Compound 3gh: clear oil. IR (neat): ν = 1223, 1583, 1689, 1736 cm^-¹. ^¹H NMR (400 MHz, CDCl₃): δ = 1.11 (s, 6 H), 1.35 (t, 3 H, J = 7.3 Hz), 1.60-1.74 (m, 4 H), 2.32 (t, 2 H, J = 6.8 Hz), 2.38 (s, 2 H), 2.69 (s, 2 H), 2.89 (t, 2 H, J = 6.8 Hz), 3.64 (s, 3 H), 4.31 (q, 2 H, J = 7.3 Hz). ^¹³C NMR (100 MHz, CDCl₃): δ = 14.3, 24.5, 27.1, 27.6, 28.6, 33.8, 35.1, 37.5, 53.3, 61.0, 111.7, 118.4, 162.1, 163.5, 165.0, 174.0, 191.9. MS (EI, 70eV): m/z = 350 [M⁺], 319, 304, 272, 244, 231, 217 (100), 55, 29. Anal. Calcd for C₁₉H₂₆O₆ (350.41): C, 65.13; H, 7.48. Found: C, 65.22; H, 7.56.
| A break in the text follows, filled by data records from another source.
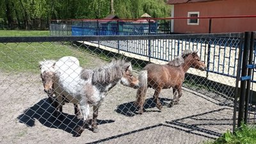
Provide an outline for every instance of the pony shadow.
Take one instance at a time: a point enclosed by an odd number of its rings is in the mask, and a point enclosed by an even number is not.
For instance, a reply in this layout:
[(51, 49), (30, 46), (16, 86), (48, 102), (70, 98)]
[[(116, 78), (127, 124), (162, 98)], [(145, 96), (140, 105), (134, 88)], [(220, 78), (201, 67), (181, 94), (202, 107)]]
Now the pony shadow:
[[(165, 101), (170, 101), (170, 99), (166, 98), (159, 98), (160, 102), (163, 106), (168, 106), (169, 103)], [(150, 112), (161, 112), (160, 110), (146, 110), (147, 109), (153, 108), (156, 107), (156, 104), (154, 102), (154, 98), (147, 99), (143, 106), (144, 111)], [(122, 104), (120, 104), (117, 106), (115, 111), (120, 114), (124, 115), (127, 116), (133, 116), (136, 115), (138, 115), (138, 109), (134, 105), (134, 102), (126, 102)]]
[[(40, 100), (31, 108), (26, 109), (17, 118), (19, 122), (28, 127), (35, 126), (38, 120), (44, 126), (49, 128), (62, 129), (68, 133), (76, 136), (75, 129), (77, 126), (82, 126), (83, 120), (77, 118), (76, 115), (61, 113), (62, 120), (59, 120), (52, 114), (55, 108), (49, 103), (49, 98)], [(112, 120), (97, 120), (97, 124), (104, 124), (114, 122)], [(86, 129), (90, 129), (89, 127)]]

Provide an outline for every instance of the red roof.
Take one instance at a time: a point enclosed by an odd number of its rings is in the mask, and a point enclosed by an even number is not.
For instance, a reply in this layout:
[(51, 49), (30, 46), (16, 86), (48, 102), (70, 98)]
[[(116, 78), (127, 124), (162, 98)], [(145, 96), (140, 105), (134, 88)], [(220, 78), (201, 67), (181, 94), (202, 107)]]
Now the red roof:
[(220, 0), (168, 0), (167, 4), (182, 4), (182, 3), (194, 3), (207, 1), (215, 1)]

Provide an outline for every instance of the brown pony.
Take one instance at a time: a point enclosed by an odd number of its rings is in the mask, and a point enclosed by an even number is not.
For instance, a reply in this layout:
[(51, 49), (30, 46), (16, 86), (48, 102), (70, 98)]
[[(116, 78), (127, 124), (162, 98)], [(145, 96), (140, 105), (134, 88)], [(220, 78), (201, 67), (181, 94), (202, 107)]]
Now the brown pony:
[(150, 63), (144, 67), (139, 77), (140, 87), (137, 91), (136, 102), (139, 113), (143, 112), (143, 106), (145, 100), (147, 90), (148, 87), (155, 90), (154, 102), (157, 109), (163, 108), (159, 96), (162, 89), (173, 88), (173, 99), (170, 106), (177, 104), (182, 95), (181, 86), (185, 78), (185, 73), (190, 67), (205, 70), (206, 67), (197, 54), (197, 51), (185, 50), (181, 57), (178, 57), (166, 65)]

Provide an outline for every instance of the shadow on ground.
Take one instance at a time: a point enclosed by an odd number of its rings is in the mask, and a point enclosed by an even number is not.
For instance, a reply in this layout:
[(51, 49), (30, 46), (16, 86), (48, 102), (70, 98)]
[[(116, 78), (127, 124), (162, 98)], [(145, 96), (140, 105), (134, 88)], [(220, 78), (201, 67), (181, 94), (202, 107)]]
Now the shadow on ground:
[[(168, 106), (171, 100), (170, 99), (166, 98), (159, 98), (160, 102), (163, 106)], [(169, 102), (166, 102), (169, 101)], [(153, 108), (156, 107), (156, 103), (154, 102), (154, 98), (149, 98), (146, 99), (143, 106), (143, 110), (145, 112), (161, 112), (160, 110), (147, 110), (149, 108)], [(133, 116), (138, 115), (138, 109), (134, 105), (134, 102), (129, 102), (122, 104), (120, 104), (117, 106), (115, 111), (120, 114), (124, 115), (127, 116)]]
[[(31, 108), (26, 109), (17, 118), (19, 122), (26, 124), (28, 127), (35, 126), (35, 120), (42, 125), (50, 128), (59, 129), (73, 136), (77, 135), (75, 131), (77, 126), (82, 126), (83, 120), (77, 118), (74, 115), (61, 113), (63, 120), (60, 120), (52, 114), (54, 108), (51, 106), (48, 99), (43, 99)], [(97, 120), (98, 125), (114, 122), (112, 120)]]

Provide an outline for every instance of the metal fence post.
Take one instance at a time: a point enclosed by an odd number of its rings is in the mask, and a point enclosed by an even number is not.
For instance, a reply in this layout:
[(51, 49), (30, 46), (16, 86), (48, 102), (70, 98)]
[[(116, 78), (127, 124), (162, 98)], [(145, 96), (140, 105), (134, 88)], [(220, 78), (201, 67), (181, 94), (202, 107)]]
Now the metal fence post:
[[(212, 19), (209, 19), (209, 29), (208, 29), (208, 33), (211, 33), (211, 28), (212, 28)], [(210, 44), (211, 40), (209, 39), (208, 41), (208, 47), (207, 47), (207, 65), (206, 65), (206, 78), (208, 78), (209, 76), (209, 68), (210, 67), (210, 56), (211, 56), (211, 44)]]
[[(116, 31), (115, 33), (117, 34), (117, 35), (119, 35), (119, 21), (118, 21), (118, 20), (116, 22), (116, 26), (117, 26), (117, 28), (116, 28), (116, 31)], [(118, 50), (118, 54), (119, 54), (120, 53), (120, 42), (119, 42), (119, 40), (117, 41), (117, 50)]]
[(240, 37), (240, 47), (238, 54), (238, 61), (237, 61), (237, 68), (236, 72), (236, 88), (235, 88), (235, 95), (234, 100), (234, 113), (233, 113), (233, 132), (235, 132), (236, 125), (236, 111), (237, 105), (237, 98), (239, 95), (239, 83), (241, 77), (241, 67), (243, 58), (243, 35)]
[[(150, 19), (148, 19), (148, 35), (150, 35)], [(150, 49), (150, 40), (148, 40), (148, 61), (150, 61), (151, 49)]]
[[(253, 59), (253, 43), (254, 43), (254, 33), (251, 32), (251, 37), (250, 40), (250, 51), (249, 51), (249, 65), (252, 65), (252, 61)], [(252, 76), (252, 70), (253, 69), (253, 67), (248, 68), (247, 76), (250, 77)], [(244, 124), (247, 123), (248, 120), (248, 103), (249, 103), (249, 95), (250, 95), (250, 87), (251, 87), (251, 79), (250, 79), (247, 81), (246, 84), (246, 94), (245, 97), (245, 112), (244, 112)]]
[(244, 77), (246, 77), (248, 74), (247, 64), (248, 61), (248, 54), (250, 50), (250, 41), (251, 33), (246, 31), (244, 33), (244, 49), (243, 54), (243, 62), (242, 62), (242, 73), (241, 79), (241, 90), (239, 96), (239, 108), (238, 110), (238, 121), (237, 127), (240, 127), (242, 121), (244, 122), (244, 102), (246, 97), (246, 81), (247, 79), (244, 79)]

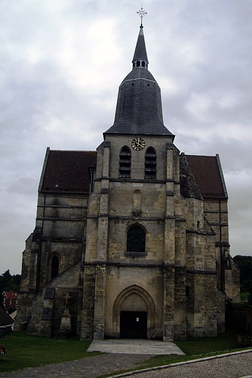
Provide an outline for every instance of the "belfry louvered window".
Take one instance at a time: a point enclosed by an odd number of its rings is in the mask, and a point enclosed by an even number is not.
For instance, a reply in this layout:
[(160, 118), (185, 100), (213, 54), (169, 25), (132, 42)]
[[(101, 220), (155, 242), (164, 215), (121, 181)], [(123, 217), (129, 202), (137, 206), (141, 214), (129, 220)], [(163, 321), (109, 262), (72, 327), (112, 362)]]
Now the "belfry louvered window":
[(154, 148), (150, 147), (145, 154), (145, 178), (156, 179), (157, 173), (157, 154)]
[(119, 158), (119, 177), (129, 179), (131, 170), (131, 152), (130, 149), (127, 147), (123, 147)]
[(52, 259), (52, 280), (59, 274), (59, 259), (55, 256)]
[(145, 254), (145, 231), (140, 226), (134, 225), (128, 230), (126, 250), (126, 254)]

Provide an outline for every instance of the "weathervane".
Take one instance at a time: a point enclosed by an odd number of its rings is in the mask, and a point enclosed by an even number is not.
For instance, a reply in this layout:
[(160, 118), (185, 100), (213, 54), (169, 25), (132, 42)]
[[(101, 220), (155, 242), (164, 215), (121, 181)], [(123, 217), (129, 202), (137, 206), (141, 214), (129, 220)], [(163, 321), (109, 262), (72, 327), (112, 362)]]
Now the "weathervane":
[(142, 4), (141, 9), (140, 9), (139, 10), (138, 10), (137, 13), (141, 17), (141, 26), (143, 26), (143, 17), (144, 16), (145, 16), (146, 14), (147, 14), (147, 12), (146, 12), (145, 10), (143, 10), (143, 4)]

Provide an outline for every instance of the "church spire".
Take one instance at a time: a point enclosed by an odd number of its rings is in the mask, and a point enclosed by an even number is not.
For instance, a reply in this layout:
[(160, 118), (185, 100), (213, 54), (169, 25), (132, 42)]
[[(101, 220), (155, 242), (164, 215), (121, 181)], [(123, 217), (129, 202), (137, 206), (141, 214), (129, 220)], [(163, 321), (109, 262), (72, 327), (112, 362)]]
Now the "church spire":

Compound 3hc: clear oil. IR (neat): ν = 691, 1112, 1492, 1586, 1603, 1721, 2232, 3062 cm^-¹. ^¹H NMR (400 MHz, CDCl₃): δ = 0.90 (t, 3 H, J = 6.8 Hz), 1.31-1.39 (m, 4 H), 1.41 (t, 3 H, J = 7.3 Hz), 1.68-1.79 (m, 2 H), 3.05 (t, 2 H, J = 7.7 Hz), 4.38 (q, 2 H, J = 7.3 Hz), 7.40-7.50 (m, 3 H), 7.98 (d, 2 H, J = 7.3 Hz). ^¹³C NMR (100 MHz, CDCl₃): δ = 14.1, 14.2, 22.4, 27.6, 27.7, 31.4, 61.3, 92.1, 114.2, 114.5, 125.7, 127.7, 129.2, 130.5, 158.7, 161.8, 163.3. MS (EI, 70eV): m/z = 311 [M⁺], 282, 254, 226 (100), 105, 77, 29. Anal. Calcd for C₁₉H₂₁NO₃ (311.37): C, 73.29; H, 6.80; N, 4.50. Found: C, 73.33; H, 6.85; N, 4.46.